Entscheidung des EuGHs: Recht auf Reverse Engineering nach klaren Regeln
Entscheidung des EuGHs: Recht auf Reverse Engineering nach klaren Regeln
Der Europäische Gerichtshof hat vor Kurzem eine weitreichende Entscheidung gefällt. So dürfen rechtmäßige Erwerber von Computerprogrammen berechtigt sein, dieses unter bestimmten Umständen ganz oder teilweise zu dekompilieren. Dies muss zwingend zur Korrektur von Fehlern geschehen, welche die Funktionalität der Software limitieren.

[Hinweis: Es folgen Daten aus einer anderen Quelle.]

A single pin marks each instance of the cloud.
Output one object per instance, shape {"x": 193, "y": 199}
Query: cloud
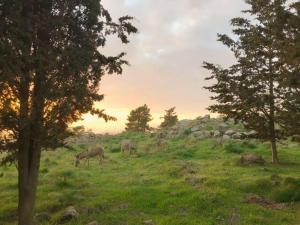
{"x": 175, "y": 37}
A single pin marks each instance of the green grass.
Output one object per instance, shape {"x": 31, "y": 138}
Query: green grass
{"x": 184, "y": 182}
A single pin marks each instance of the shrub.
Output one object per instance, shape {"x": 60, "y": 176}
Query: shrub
{"x": 233, "y": 147}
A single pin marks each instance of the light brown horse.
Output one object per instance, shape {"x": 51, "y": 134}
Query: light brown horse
{"x": 94, "y": 152}
{"x": 127, "y": 145}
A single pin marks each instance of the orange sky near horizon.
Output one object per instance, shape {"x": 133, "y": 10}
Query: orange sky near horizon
{"x": 166, "y": 58}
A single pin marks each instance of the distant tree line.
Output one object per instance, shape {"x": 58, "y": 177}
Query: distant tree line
{"x": 262, "y": 89}
{"x": 139, "y": 118}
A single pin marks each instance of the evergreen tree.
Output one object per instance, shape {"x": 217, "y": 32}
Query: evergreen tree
{"x": 289, "y": 49}
{"x": 250, "y": 91}
{"x": 51, "y": 65}
{"x": 138, "y": 119}
{"x": 170, "y": 118}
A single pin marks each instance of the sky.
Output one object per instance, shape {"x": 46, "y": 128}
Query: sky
{"x": 166, "y": 58}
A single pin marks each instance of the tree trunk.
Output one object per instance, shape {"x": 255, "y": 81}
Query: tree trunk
{"x": 275, "y": 159}
{"x": 272, "y": 134}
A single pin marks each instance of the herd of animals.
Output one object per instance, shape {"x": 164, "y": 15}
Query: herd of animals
{"x": 125, "y": 146}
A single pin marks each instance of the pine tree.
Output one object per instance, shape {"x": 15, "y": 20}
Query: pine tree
{"x": 170, "y": 118}
{"x": 289, "y": 49}
{"x": 250, "y": 91}
{"x": 51, "y": 65}
{"x": 138, "y": 119}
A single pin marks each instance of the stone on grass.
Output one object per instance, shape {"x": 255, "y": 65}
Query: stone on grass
{"x": 69, "y": 214}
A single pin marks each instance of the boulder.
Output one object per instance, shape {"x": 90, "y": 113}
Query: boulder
{"x": 217, "y": 133}
{"x": 250, "y": 133}
{"x": 251, "y": 159}
{"x": 69, "y": 214}
{"x": 230, "y": 132}
{"x": 196, "y": 128}
{"x": 226, "y": 137}
{"x": 237, "y": 135}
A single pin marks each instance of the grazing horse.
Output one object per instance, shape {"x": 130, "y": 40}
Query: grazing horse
{"x": 94, "y": 152}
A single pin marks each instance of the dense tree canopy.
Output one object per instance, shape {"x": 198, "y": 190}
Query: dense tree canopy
{"x": 252, "y": 90}
{"x": 50, "y": 67}
{"x": 138, "y": 119}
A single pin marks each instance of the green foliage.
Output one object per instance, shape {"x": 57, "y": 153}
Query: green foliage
{"x": 170, "y": 118}
{"x": 187, "y": 183}
{"x": 138, "y": 119}
{"x": 251, "y": 91}
{"x": 233, "y": 147}
{"x": 51, "y": 65}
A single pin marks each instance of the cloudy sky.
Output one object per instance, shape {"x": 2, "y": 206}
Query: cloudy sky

Selbst die Deaktivierung fehlerhafter Programmteile ist dabei statthaft.
Notwendige Entscheidung nach Klage gegen das Personalauswahlbüro der belgischen Regierung
Geklagt hatte der IT-Dienstleister Top System aus Brüssel gegen das Personalauswahlbüro der belgischen Regierung. Der Dienstleister hatte für das Büro mehrere Anwendungen programmiert und implementiert. Im Rahmen eines E-Mail-Austausches wurde dem Unternehmen klar, dass das Personalauswahlbüro der belgischen Regierung den Code der Programme dekompiliert hatte, um Fehler im Programm selbst zu beheben. Top System sah die eigenen Rechte verletzt und forderte mit einer Klage Schadensersatz. Da die Beschwerde von der ersten Instanz abgewiesen wurde, rief die nächste Instanz das EuGH an, um Klarheit zur Auslegung der Richtlinie über den Rechtsschutz von Computerprogrammen zu erhalten.

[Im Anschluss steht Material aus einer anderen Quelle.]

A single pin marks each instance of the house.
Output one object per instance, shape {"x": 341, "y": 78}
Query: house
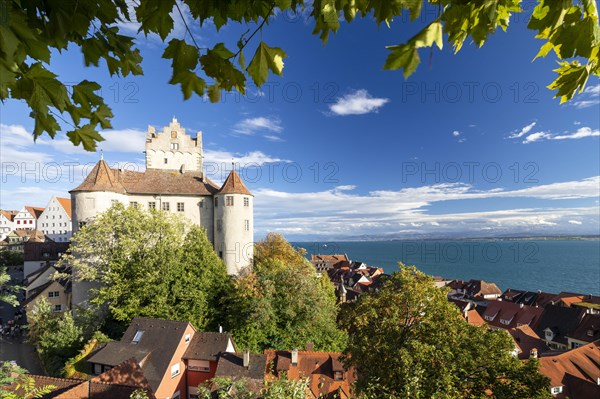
{"x": 327, "y": 376}
{"x": 587, "y": 331}
{"x": 7, "y": 223}
{"x": 574, "y": 374}
{"x": 15, "y": 239}
{"x": 202, "y": 357}
{"x": 119, "y": 382}
{"x": 174, "y": 181}
{"x": 55, "y": 220}
{"x": 322, "y": 263}
{"x": 557, "y": 323}
{"x": 531, "y": 298}
{"x": 27, "y": 217}
{"x": 57, "y": 293}
{"x": 507, "y": 315}
{"x": 158, "y": 346}
{"x": 527, "y": 342}
{"x": 479, "y": 289}
{"x": 248, "y": 366}
{"x": 37, "y": 254}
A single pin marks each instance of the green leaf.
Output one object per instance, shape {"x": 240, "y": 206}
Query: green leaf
{"x": 265, "y": 58}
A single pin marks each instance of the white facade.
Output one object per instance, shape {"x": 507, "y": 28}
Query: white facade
{"x": 174, "y": 182}
{"x": 26, "y": 218}
{"x": 6, "y": 224}
{"x": 55, "y": 221}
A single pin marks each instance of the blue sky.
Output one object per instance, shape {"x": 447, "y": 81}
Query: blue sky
{"x": 471, "y": 144}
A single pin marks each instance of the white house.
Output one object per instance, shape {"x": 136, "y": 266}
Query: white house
{"x": 55, "y": 221}
{"x": 7, "y": 223}
{"x": 27, "y": 218}
{"x": 174, "y": 181}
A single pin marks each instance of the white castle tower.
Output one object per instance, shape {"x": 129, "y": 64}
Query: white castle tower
{"x": 175, "y": 182}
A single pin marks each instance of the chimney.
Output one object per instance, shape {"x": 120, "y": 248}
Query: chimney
{"x": 533, "y": 353}
{"x": 246, "y": 358}
{"x": 295, "y": 357}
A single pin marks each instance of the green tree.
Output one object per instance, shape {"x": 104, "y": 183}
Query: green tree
{"x": 408, "y": 341}
{"x": 283, "y": 303}
{"x": 7, "y": 291}
{"x": 56, "y": 336}
{"x": 148, "y": 263}
{"x": 24, "y": 385}
{"x": 33, "y": 30}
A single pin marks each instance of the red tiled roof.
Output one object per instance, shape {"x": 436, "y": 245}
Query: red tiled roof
{"x": 152, "y": 181}
{"x": 234, "y": 185}
{"x": 318, "y": 367}
{"x": 66, "y": 205}
{"x": 577, "y": 370}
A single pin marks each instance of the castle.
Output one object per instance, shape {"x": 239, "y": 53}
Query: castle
{"x": 174, "y": 181}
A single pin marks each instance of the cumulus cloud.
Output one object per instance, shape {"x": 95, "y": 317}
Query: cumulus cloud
{"x": 252, "y": 126}
{"x": 580, "y": 133}
{"x": 522, "y": 132}
{"x": 357, "y": 103}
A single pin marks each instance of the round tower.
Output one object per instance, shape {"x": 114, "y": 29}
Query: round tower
{"x": 234, "y": 224}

Das Recht ist auch ohne Zustimmung des Herstellers gegeben
Laut dem Urteil des EuGHs ist die Zustimmung des Herstellers für die Dekompilierung nicht notwendig., sofern die engen Grenzen des Gesetzes eingehalten werden. Dabei ist entscheidend, dass der Nutzer die Dekompilierung nur dann durchführen darf, wenn dies zur unmittelbaren Behebung von Fehlern oder Inkompatibilitäten wichtig sei. Andere Begründungen sind nicht zulässig und erfordern weiterhin die direkte und klar kommunizierte Zustimmung des Rechtsinhabers. Zudem ist es wichtig, dass die Dekompilierung unter Einhaltung der mit dem Inhaber des Urheberrechts vereinbarten Bedingungen erfolgt.

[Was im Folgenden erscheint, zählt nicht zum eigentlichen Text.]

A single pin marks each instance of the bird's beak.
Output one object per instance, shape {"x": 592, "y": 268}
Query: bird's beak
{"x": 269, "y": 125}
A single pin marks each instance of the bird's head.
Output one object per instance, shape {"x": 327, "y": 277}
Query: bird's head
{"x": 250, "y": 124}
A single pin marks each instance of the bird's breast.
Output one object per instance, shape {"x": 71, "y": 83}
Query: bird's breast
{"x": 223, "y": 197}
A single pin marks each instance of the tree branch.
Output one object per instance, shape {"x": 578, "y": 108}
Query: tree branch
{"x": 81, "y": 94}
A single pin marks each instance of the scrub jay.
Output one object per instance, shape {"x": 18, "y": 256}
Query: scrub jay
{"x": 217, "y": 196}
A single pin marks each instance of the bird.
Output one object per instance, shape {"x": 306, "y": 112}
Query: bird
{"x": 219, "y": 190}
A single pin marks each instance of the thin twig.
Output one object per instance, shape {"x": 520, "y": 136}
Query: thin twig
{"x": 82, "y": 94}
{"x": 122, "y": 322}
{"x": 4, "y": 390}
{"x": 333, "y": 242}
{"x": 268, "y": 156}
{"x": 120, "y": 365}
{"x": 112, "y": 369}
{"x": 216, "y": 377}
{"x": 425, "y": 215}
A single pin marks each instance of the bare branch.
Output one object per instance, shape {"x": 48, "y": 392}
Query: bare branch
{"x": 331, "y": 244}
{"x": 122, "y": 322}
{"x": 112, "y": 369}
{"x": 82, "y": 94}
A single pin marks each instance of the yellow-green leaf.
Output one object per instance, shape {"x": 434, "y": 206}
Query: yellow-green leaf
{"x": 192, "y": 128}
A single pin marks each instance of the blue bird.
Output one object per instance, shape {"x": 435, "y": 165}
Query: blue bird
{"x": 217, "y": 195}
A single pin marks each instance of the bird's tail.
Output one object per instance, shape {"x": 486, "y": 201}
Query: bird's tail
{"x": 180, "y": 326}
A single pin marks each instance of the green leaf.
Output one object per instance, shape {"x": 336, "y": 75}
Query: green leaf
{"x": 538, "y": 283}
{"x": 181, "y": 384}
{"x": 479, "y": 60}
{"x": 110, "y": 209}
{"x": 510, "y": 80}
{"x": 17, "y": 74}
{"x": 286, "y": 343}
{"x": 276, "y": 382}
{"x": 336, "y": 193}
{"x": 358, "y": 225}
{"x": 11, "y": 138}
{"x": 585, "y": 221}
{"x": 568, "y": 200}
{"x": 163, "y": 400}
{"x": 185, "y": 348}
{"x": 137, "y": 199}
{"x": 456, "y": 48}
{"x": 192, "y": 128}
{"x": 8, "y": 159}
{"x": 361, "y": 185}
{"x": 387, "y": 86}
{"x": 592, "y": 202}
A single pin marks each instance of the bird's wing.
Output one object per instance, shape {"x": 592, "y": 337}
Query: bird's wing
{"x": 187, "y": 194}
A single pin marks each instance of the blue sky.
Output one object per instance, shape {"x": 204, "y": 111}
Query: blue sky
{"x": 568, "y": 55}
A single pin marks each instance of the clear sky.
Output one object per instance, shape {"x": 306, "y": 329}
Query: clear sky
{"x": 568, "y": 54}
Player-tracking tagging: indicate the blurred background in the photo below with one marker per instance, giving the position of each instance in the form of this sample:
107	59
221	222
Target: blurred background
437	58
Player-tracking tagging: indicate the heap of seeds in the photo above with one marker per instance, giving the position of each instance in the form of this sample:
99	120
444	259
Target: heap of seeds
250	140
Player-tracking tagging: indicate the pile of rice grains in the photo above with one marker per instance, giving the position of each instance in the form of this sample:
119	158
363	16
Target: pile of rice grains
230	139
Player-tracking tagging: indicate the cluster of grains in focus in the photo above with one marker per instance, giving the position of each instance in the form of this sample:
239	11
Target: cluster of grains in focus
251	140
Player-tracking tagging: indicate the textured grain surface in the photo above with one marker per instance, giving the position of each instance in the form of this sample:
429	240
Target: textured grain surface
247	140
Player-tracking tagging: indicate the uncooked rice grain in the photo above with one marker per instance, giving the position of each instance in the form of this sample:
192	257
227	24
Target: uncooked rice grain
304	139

Enge Grenzen müssen eingehalten werden
Hier stellt sich selbstverständlich immer die Frage der Nachweisbarkeit. Unternehmen sollten aus diesem Grund in jedem Fall prüfen, ob eine Dekompilierung oder auch ein Nachbau der Software mittels Reverse Engineering sinnvoll und zielführend sind. Den Nachweis zu erbringen, dass durch diese Aktionen wichtige Fehler behoben werden konnten, kann im Einzelfall schwierig sein. Daher ist es dennoch häufig ratsam, zunächst einmal den Hersteller nach der Behebung der Fehler anzufragen. Sollte dieser jedoch nicht tätig werden oder zu lange für die Korrekturen benötigen, haben Unternehmen ab jetzt neue Möglichkeiten. Denn in solchen Fällen sind die Fehler klar dokumentiert und können auch ohne die direkte Zustimmung des Rechtsinhabers selbst korrigiert werden. Durch die Dokumentation der Fehler und durch die Behebung derselbigen liegt nun kein Verstoß gegen die Computerprogramm-Richtlinie 91/250 vor.